Journal of Physical Chemistry B, Vol.104, No.39, 9118-9125, 2000
Theoretical and experimental investigations of the spectroscopic and photophysical properties of fluorene-phenylene and fluorene-thiophene derivatives: Precursors of light-emitting polymers
The ground and excited states of covalently linked fluorene-based dimers were investigated by theoretical methods and by UV-vis and fluorescence spectroscopies. The optimized structures and the characterization of frontier molecular orbitals were obtained by HF/6-31G* ab initio calculations. All derivatives are nonplanar in their ground electronic states. The extent of nonplanarity depends on the nature of the aromatic ring bonded to the fluorene unit. All frontier orbitals involved both subunits of the dyads. The HOMO of each compound possesses an antibonding character between subunits, while the LUMO shows bonding character. The nature and the energy of the first 10 singlet-singlet electronic transitions have been obtained by ZINDO/S semiempirical calculations performed on the HF/6-31G* optimized geometries. All electronic transitions are of the pi pi* type and involve both subunits of the molecules. For each derivative, excitation to the S-1 state corresponds mainly to the promotion of an electron from the HOMO to the LUMO, and the S-1 <-- S-0 electronic transition is strongly favored and polarized along the long axis of the molecular frame.

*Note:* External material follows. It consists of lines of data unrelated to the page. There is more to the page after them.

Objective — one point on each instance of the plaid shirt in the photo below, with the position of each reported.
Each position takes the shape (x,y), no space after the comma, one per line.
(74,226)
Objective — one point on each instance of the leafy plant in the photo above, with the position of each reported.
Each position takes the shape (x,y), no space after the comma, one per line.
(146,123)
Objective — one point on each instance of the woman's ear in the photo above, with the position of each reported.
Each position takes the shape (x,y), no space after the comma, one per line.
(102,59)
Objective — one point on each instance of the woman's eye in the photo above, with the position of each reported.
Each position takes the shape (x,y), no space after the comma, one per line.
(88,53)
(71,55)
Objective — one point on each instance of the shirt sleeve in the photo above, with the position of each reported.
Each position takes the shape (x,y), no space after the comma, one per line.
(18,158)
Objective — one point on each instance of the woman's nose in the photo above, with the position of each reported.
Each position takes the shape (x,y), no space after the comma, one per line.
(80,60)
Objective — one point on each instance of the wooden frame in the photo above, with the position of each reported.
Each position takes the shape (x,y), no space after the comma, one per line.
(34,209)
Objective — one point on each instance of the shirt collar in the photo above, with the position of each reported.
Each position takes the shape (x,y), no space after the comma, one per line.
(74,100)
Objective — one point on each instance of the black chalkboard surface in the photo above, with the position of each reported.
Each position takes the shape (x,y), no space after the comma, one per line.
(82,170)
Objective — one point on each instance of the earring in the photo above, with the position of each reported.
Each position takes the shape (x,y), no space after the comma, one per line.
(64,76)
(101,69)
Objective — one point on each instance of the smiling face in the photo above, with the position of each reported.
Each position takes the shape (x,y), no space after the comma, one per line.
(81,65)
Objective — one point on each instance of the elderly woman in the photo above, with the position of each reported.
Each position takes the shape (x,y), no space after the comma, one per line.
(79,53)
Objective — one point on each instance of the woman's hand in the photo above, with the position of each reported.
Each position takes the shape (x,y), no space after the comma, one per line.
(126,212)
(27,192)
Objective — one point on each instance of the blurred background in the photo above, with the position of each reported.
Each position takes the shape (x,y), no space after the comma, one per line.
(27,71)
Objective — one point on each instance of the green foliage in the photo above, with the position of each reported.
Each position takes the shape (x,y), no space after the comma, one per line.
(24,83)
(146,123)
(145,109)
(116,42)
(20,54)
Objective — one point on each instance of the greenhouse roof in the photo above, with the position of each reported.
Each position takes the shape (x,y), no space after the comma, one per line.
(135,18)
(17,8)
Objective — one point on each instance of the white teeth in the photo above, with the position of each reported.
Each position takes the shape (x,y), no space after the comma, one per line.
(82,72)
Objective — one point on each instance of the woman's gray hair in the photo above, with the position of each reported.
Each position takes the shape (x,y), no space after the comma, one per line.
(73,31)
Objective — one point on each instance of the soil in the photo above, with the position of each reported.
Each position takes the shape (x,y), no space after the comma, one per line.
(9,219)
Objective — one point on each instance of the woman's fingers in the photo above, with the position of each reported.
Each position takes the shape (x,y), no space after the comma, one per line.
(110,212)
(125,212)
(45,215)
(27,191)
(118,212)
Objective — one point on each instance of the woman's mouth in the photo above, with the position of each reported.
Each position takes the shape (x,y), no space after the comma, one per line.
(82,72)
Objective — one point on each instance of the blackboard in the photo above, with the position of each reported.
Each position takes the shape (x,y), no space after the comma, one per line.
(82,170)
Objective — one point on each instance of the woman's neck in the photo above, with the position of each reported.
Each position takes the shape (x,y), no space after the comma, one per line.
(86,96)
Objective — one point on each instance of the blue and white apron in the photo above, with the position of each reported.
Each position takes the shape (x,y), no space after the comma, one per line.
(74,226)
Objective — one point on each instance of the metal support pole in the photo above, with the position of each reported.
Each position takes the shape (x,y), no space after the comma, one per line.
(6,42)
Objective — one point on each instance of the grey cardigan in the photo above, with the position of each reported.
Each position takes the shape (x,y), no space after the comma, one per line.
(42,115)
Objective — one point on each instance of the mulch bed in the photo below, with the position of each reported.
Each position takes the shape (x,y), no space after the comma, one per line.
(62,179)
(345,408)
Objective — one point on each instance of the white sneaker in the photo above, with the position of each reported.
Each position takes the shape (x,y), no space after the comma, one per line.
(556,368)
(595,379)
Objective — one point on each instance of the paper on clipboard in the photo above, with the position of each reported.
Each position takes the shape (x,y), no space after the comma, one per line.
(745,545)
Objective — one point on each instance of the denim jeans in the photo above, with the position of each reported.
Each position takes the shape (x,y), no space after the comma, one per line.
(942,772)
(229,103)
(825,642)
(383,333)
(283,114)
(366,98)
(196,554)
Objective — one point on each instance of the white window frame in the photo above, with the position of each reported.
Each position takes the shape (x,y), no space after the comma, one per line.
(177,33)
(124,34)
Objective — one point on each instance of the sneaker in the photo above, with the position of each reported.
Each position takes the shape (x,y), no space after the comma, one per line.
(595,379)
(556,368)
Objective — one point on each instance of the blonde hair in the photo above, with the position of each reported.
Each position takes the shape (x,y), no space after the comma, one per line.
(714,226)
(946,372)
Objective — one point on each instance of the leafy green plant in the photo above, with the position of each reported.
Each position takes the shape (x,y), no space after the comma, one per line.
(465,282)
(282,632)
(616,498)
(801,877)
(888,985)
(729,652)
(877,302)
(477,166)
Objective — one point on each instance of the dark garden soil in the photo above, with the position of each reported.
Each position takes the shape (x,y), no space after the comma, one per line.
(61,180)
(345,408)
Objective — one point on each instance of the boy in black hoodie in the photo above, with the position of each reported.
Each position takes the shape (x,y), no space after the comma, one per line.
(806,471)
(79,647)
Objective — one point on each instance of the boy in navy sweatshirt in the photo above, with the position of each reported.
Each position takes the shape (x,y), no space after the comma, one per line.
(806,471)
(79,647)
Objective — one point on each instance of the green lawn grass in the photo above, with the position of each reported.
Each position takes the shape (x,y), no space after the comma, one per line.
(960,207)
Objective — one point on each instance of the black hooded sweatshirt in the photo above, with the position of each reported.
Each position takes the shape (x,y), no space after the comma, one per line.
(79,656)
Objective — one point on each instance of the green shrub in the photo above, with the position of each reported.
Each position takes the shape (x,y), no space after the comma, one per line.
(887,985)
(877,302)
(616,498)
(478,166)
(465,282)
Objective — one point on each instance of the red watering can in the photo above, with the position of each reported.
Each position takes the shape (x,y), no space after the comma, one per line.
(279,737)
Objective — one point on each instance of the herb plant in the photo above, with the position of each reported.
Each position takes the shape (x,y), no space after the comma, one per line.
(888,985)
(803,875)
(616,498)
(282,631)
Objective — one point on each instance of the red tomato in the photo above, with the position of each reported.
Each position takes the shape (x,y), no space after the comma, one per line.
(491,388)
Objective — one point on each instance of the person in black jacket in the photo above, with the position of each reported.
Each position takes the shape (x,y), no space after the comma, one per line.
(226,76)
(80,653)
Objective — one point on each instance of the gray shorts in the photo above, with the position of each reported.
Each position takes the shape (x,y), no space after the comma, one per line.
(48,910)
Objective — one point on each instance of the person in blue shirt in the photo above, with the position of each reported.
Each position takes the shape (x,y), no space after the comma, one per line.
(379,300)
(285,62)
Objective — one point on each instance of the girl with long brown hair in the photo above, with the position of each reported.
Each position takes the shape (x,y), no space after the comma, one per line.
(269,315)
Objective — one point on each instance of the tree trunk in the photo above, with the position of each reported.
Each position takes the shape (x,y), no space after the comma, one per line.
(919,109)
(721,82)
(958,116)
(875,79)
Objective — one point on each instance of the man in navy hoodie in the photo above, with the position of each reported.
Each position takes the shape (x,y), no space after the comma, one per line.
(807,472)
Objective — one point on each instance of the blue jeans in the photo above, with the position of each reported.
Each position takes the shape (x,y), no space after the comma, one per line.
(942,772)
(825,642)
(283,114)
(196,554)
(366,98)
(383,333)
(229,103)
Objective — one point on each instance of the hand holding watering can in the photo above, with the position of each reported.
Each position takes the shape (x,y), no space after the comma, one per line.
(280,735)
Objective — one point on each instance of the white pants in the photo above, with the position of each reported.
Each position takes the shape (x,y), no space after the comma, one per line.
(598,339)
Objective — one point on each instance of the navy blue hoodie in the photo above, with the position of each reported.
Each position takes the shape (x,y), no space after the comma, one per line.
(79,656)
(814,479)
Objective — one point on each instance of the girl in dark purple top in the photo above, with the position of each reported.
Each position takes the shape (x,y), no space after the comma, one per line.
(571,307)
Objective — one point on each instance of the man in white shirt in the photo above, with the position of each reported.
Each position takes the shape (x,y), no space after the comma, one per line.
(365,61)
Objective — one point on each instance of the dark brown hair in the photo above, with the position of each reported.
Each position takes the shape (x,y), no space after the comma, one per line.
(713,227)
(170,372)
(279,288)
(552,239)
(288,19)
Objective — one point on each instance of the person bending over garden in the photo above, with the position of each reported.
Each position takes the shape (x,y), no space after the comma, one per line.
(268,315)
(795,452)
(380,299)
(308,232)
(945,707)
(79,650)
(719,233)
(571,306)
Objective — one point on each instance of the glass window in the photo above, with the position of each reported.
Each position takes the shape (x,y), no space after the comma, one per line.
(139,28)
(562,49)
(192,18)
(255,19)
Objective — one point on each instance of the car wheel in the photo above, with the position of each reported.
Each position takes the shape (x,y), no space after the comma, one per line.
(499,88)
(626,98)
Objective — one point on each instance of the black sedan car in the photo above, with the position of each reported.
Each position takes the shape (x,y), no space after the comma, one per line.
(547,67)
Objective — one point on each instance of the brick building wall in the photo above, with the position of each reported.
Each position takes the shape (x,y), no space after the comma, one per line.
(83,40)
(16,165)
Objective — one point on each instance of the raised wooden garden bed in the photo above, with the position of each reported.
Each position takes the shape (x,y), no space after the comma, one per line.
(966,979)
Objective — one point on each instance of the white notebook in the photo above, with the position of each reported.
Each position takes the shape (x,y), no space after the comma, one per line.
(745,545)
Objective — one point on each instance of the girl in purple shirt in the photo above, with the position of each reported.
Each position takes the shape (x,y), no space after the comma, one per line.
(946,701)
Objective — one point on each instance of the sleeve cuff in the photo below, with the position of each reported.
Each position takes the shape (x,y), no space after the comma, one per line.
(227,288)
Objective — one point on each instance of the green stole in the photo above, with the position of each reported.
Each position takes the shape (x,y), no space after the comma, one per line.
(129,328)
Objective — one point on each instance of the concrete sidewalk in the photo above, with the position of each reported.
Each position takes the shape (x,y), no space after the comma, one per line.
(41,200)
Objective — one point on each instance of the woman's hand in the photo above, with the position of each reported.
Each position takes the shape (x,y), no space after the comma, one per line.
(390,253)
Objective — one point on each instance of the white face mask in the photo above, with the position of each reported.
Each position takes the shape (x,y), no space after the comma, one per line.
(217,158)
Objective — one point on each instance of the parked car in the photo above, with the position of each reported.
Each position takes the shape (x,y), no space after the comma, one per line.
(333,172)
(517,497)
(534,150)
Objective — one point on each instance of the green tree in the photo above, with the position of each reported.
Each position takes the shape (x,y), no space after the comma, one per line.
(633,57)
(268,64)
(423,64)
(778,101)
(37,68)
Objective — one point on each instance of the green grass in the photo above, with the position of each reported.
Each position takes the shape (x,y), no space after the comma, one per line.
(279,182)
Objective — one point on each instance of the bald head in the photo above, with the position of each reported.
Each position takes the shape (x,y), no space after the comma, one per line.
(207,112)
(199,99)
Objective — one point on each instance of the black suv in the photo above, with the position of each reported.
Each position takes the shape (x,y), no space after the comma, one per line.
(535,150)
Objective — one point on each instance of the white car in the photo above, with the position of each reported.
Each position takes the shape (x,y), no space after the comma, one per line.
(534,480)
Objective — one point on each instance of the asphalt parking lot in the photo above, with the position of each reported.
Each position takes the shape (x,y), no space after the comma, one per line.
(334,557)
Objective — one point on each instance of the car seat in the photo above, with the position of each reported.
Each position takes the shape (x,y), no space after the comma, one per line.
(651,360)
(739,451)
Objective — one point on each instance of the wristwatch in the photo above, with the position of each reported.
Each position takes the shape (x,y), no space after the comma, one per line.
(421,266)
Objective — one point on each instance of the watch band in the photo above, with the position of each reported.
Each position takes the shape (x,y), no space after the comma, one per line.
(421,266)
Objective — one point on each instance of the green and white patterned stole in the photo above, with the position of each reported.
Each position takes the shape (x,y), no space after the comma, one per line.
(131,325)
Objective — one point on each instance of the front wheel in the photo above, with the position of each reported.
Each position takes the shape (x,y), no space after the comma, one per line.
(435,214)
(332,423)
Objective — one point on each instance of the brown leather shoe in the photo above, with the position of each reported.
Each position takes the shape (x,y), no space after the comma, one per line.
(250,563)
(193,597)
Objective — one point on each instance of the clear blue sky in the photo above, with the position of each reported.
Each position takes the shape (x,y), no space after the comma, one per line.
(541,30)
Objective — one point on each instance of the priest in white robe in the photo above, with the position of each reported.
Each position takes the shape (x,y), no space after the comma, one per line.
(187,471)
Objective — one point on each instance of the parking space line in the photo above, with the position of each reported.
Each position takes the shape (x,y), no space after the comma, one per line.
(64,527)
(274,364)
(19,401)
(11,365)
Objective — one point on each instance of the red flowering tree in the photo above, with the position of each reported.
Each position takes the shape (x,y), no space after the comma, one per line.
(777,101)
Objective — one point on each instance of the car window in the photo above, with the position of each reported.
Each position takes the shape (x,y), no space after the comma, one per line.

The energy of the first electronic transition of all derivatives follows the HOT;IIO-LUMO energy gap computed from HF/6-31G* ab initio calculations. The absorption and fluorescence spectra of the fluorene derivatives have been recorded in cyclohexane. The first absorption band of each derivative can be assigned to the S-1 <-- S-0 electronic transition computed from ZINDO/S calculations. The overall shape of the absorption and fluorescence spectra suggests a smaller distribution of conformers in the S-1 state than in the ground state. The fluorescence quantum yield and lifetime in cyclohexane have been obtained, In these systems, the photophysical properties are mainly governed by nonradiative processes.